Pourquoi pas ?songea-t-il en regardant l’étiquette. Son vieux Powerbook avait rendu l’âme à la fin de l’été. Il avait bien un PC à la maison, mais il avait besoin d’un nouveau portable personnel. Or, depuis trois mois, il remettait sans cesse cette dépense à plus tard.
L’objet était proposé à 400 dollars. Une somme qu’il jugea raisonnable. Ça tombait bien : en ce moment, il ne roulait pas sur l’or. À Harvard, son salaire de prof était confortable, mais après la mort de Kate, il avait à tout prix voulu conserver leur maison de Beacon Hill, même s’il n’en avait plus vraiment les moyens. Il s’était résolu à prendre une colocataire, mais même avec le loyer que lui payait April, les remboursements de l’emprunt engloutissaient les trois quarts de son revenu et lui laissaient peu de marge de manœuvre.

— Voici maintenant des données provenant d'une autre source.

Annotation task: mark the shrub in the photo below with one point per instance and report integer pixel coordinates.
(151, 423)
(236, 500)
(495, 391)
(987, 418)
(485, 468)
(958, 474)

Il avait même été obligé de vendre sa moto de collection : une Triumph de 1957 qui faisait autrefois sa fierté.
Il se rapprocha du responsable de la vente et lui désigna le Mac.
– Cet ordinateur fonctionne, n’est-ce pas ?
– Non, c’est uniquement un objet décoratif… Bien évidemment qu’il fonctionne, sinon je ne le vendrais pas à ce prix-là ! C’est l’ancien portable de ma sœur, mais j’ai formaté moi-même le disque dur et j’ai réinstallé le système d’exploitation. Il est comme neuf.
– D’accord, je le prends, décida Matthew après quelques secondes d’hésitation.
Il fouilla dans son portefeuille. Il n’avait sur lui que 310 dollars. Gêné, il essaya néanmoins de négocier, mais l’homme lui opposa un refus très ferme. Vexé, Matthew haussa les épaules. Il allait tourner les talons lorsqu’il reconnut la voix enjouée d’April derrière lui.
– Laisse-moi te l’offrir ! dit-elle en faisant un signe pour retenir le vendeur.
– Il n’en est pas question !
– Pour fêter la vente de mon estampe !
– Tu en as obtenu le prix espéré ?
– Oui, mais pas sans mal. Le mec pensait que, pour ce prix-là, il avait aussi droit à une des positions du Kâmasûtra !
– « Tout le malheur des hommes vient de ce qu’ils ne savent pas rester au repos dans une chambre. »
– Woody Allen ?
– Non, Blaise Pascal.
Le vendeur lui tendit l’ordinateur qu’il venait d’emballer dans son carton d’origine. Matthew le remercia d’un hochement de tête, tandis qu’April réglait la somme promise. Puis ils se dépêchèrent de regagner la voiture.